Lent, week 1

The pastor from our previous church sent a message saying that their pastoral intern Gary Villa (who, by the way, bought our old house) collected six pentitential psalms and six readings for the Lenten season. I’m reposting here in case anyone else may find them useful.

Psalm 6

O Lord, rebuke me not in your anger, nor discipline me in your wrath.
Be gracious to me, O Lord, for I am languishing; heal me, O Lord, for my bones are troubled.
My soul also is greatly troubled.
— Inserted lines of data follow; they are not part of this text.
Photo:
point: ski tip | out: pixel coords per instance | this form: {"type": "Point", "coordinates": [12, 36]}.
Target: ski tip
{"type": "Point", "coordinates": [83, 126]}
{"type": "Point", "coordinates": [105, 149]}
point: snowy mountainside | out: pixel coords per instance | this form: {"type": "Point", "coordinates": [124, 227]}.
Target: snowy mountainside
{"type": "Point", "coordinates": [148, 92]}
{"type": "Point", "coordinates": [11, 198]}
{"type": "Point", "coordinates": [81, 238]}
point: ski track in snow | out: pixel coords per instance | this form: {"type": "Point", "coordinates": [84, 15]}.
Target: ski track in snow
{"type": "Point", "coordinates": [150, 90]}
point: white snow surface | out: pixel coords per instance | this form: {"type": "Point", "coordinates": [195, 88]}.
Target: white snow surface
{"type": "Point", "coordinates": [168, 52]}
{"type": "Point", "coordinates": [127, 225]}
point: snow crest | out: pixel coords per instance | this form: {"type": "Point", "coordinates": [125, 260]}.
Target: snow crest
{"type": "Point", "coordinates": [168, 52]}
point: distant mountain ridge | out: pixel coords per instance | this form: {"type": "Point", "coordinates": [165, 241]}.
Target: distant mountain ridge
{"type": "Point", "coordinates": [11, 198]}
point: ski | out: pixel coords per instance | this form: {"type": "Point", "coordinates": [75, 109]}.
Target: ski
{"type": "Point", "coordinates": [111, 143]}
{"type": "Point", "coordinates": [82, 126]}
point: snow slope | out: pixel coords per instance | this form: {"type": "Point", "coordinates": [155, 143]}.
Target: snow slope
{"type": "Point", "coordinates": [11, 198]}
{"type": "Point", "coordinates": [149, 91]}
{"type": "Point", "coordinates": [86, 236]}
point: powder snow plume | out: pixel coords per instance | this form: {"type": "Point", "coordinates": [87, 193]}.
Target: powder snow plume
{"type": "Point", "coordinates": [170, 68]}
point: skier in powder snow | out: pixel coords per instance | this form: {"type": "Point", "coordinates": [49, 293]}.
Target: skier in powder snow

But you, O Lord – how long?
Turn, O Lord, deliver my life; save me for the sake of your steadfast love.
For in death there is no remembrance of you; in Sheol who will give you praise?
I am weary with my moaning; every night I flood my bed with tears; I drench my couch with my weeping.
My eye wastes away because of grief; it grows weak because of all my foes.
Depart from me, all you workers of evil, for the Lord has heard the sound of my weeping.
The Lord has heard my plea; the Lord accepts my prayer.
All my enemies shall be ashamed and greatly troubled; they shall turn back and be put to shame in a moment.

Bernard of Clairvaux (1090-1153), from On Loving God

“What shall I render unto the Lord for all His benefits towards me?” Reason and natural justice alike move me to give up myself wholly to loving Him to whom I owe all that I have and am. But faith shows me that I should love Him far more than I love myself, as I come to realize that He has given me not my own life only, but even Himself. Yet, before the time of full revelation had come, before the Word was made flesh, died on the Cross, came forth from the grave, and returned to His Father; before God had shown us how much He loved us by all this plenitude of grace, the commandment had been uttered, ‘Thou shalt love the Lord thy God with all thine heart, and with all thy soul and with all thy might.’ That is: with all thy being, all thy knowledge, all thy powers. And it was not unjust for God to claim this from His own work and gifts. Why should not the creature love his Creator, who gave him the power to love? Why should he not love Him with all his being, since it is by His gift alone that he can do anything that is good?

It was God’s creative grace that out of nothingness raised us to the dignity of manhood; and from this appears our duty to love Him, and the justice of His claim to that love. But how infinitely is the benefit increased when we bethink ourselves of His fulfillment of the promise.… I owe all that I am to Him who made me: but how can I pay my debt to Him who redeemed me, and in such wondrous wise? Creation was not so vast a work as redemption; for it is written of man and of all things that were made, ‘He spoke the word, and they were made.’ But to redeem that creation which sprang into being at His word, how much He spoke, what wonders He wrought, what hardships He endured, what shames He suffered! Therefore what reward shall I give unto the Lord for all the benefits which He has done unto me? In the first creation He gave me myself; but in His new creation He gave me Himself, and by that gift restored to me the self that I had lost. Created first and then restored, I owe Him myself twice over in return for myself. But what have I to offer Him for the gift of Himself? Could I multiply myself a thousand-fold and then give Him all, what would that be in comparison with God?